Chinese and Indian companies are already scrambling to lock in access to Afghanistan’s mineral wealth, most estimates of which date back to U.S. surveys carried out decades ago. The country has large deposits of gold, copper, iron ore and oil, as well as lithium and rare earths used in high-tech manufacturing.
Chinese firms are leading the race, with China Metallurgical Group (MCC) and Jiangxi Copper winning a 2007 deal to exploit the giant $3 billion Aynak copper mine southeast of the capital Kabul.
Exxon’s interest fuelled hopes that U.S.-based majors may also compete, despite worries over security and endemic graft, adding urgency to a push for new laws designed to make resource investment more attractive as foreign combat troops withdraw.
Shahrani’s ministry will soon resubmit to President Hamid Karzai’s cabinet mining laws that Afghan officials and Western donors hope will persuade foreign firms to invest in the country’s resources, but which were rejected in July over concerns they were too generous to miners.
The re-draft, backed by Western donors and the World Bank, would remove a 2009 clause separating exploration from an automatic license to exploit finds, a law which led miners to question why they were spending their money on expensive and risky exploration if they could not be assured of profiting.
“It created a lot of discomfort among the potential mining companies and global investors,” Shahrani said.
“We have made the provision that whoever gets the license for exploration through the tender, once they conduct the exploration, if they find a deposit to be commercially and economically viable, their exploration license will be automatically converted to an exploitation or production license.”
Miners and Western diplomats have not managed to convince the government to include fixed royalty payments in the re-drafted law, though Shahrani admitted that some resources firms thought it lead to greater confidence in planning.
“In the new draft law, we have not mentioned that, and we will leave that to be determined in the bidding process,” he said.
Instead, the overhaul would commit the government to more transparency by publishing contract details in local and international newspapers, as well as on its own website, to counter perceptions of graft in Afghanistan’s notorious kleptocracy.
The draft laws, he said, should go to Karzai’s cabinet in three to four weeks before a November vote in the fractious parliament, where lawmakers have in recent months been testing their muscle with Karzai, sacking key security ministers.
Some political analysts have also speculated that Shahrani’s problems with the law’s initial draft may have been linked to political rivalries over control of potential resource profits.

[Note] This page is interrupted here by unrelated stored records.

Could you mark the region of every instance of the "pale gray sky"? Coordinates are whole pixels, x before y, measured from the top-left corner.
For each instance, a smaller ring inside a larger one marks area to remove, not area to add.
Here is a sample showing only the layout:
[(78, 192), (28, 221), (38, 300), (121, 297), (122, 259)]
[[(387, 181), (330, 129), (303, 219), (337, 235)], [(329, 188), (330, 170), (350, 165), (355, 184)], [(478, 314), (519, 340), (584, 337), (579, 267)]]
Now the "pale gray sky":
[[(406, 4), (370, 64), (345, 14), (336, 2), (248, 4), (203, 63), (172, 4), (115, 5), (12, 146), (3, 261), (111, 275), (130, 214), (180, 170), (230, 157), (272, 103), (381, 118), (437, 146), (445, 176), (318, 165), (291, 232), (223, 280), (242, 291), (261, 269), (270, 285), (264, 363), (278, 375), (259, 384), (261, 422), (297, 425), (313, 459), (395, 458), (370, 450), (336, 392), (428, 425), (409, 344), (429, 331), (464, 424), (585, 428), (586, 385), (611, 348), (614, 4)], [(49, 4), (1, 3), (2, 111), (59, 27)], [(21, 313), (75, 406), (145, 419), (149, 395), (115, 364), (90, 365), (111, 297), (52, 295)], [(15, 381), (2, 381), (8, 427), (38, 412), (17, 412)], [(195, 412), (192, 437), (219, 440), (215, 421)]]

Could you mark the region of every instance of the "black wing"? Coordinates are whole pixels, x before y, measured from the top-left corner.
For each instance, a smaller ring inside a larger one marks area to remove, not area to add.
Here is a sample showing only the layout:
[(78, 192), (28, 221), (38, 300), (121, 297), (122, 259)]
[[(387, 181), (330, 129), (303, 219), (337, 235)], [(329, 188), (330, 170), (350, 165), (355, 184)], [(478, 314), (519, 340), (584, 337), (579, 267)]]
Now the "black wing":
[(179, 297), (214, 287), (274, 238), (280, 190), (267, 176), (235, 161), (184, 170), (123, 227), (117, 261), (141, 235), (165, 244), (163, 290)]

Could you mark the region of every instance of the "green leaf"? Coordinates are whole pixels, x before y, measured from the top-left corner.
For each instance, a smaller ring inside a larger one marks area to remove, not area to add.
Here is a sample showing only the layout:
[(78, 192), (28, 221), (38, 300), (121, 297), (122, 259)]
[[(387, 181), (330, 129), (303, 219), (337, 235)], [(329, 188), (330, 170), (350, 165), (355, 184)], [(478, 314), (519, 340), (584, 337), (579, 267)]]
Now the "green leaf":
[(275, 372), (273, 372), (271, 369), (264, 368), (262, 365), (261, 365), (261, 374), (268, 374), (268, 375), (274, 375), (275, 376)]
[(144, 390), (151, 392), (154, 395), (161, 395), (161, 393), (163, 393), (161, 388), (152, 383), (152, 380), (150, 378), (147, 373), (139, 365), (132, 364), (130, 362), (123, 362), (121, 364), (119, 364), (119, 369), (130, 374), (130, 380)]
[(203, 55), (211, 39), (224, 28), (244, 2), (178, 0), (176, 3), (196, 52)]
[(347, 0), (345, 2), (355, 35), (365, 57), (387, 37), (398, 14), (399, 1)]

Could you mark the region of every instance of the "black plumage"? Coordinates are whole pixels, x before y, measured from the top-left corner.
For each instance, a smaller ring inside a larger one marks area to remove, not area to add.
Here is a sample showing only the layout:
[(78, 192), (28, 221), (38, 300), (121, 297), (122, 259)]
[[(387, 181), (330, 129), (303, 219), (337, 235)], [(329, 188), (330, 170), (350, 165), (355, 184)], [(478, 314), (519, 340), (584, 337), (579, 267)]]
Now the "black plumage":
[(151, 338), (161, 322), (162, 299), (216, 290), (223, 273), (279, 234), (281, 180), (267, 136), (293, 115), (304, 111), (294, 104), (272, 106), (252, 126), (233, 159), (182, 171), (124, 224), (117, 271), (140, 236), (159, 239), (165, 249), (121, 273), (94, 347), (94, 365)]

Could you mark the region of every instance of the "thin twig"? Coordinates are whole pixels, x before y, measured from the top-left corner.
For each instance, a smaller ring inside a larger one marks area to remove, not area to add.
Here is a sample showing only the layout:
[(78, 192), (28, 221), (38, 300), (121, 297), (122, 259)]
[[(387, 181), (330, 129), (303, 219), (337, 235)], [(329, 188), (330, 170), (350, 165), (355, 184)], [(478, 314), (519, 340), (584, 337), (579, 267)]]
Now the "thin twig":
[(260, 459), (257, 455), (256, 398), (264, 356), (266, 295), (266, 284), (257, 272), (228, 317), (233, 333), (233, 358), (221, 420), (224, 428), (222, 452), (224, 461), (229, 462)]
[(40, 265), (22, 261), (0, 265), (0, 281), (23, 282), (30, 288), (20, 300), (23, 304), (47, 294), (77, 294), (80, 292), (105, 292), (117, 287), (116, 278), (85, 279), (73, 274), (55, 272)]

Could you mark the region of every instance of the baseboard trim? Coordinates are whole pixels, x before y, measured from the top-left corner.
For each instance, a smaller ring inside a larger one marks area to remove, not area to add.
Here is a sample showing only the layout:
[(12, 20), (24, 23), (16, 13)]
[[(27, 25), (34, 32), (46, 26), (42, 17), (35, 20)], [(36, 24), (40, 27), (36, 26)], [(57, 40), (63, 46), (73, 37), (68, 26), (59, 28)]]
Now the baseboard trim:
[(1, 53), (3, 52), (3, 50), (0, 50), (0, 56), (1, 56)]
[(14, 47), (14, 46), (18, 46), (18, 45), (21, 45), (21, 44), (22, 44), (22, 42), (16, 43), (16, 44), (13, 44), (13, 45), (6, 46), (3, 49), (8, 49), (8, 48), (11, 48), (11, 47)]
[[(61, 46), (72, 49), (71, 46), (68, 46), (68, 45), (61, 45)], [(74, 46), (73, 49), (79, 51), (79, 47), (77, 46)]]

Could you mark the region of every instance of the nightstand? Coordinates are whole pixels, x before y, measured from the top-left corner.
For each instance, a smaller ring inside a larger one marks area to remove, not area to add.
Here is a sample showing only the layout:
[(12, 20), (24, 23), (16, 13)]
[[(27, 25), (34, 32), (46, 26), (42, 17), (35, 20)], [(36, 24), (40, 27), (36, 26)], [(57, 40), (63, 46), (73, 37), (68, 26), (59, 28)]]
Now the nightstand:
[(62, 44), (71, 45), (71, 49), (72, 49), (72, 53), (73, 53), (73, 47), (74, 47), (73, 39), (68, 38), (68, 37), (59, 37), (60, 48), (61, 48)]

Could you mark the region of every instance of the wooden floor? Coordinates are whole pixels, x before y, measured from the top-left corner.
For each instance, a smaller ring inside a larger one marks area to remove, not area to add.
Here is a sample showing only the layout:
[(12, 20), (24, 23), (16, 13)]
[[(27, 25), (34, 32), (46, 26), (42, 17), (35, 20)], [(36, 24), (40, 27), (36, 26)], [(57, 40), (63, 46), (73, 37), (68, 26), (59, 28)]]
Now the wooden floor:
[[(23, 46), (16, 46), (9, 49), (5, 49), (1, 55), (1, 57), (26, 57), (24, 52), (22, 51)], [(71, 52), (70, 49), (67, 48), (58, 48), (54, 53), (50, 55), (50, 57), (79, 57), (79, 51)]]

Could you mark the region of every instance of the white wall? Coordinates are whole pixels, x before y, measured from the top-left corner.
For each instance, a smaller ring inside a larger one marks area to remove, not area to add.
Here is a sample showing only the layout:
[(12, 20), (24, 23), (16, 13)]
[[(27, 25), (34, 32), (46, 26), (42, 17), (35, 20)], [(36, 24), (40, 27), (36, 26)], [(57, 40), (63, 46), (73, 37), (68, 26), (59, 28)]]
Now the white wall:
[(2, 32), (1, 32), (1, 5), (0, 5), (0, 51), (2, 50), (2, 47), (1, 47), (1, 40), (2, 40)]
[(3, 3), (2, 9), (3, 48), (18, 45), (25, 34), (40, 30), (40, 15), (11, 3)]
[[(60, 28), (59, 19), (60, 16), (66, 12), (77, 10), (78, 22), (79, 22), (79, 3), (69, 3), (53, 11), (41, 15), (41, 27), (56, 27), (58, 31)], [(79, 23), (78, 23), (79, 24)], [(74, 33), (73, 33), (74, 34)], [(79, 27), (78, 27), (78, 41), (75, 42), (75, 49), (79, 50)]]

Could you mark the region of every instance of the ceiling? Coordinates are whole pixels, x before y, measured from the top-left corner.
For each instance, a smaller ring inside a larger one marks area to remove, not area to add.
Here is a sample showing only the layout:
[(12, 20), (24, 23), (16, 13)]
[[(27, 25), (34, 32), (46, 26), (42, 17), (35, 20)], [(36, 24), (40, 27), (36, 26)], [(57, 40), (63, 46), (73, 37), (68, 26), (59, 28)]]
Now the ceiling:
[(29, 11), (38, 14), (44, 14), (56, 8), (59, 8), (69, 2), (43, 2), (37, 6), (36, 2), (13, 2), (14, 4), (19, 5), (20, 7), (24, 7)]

Shahrani said he was optimistic opposition to the laws had faded in cabinet, and that parliament’s influential economics and resource committees were also positive about the legislation, which was drafted with World Bank help.
“We have been interacting very closely with parliament’s relative committees. I can see a significant degree of support on behalf of the members of those committees,” he said.
Despite the risk of global commodity prices falling as a result of concerns about the strength of the Chinese economy and a global economic slowdown, Shahrani said he believed Afghanistan had not missed the peak of the resource boom.
Most projects in Afghanistan, he said, including bids for northeastern gold concessions in Badakhshan now being considered, would take years to reach production.
“If we do award the concessions tomorrow for iron ore and copper, usually it takes at least five to six years for these deposits to get developed,” he said. “We hope that by then the demand for commodities will again increase.”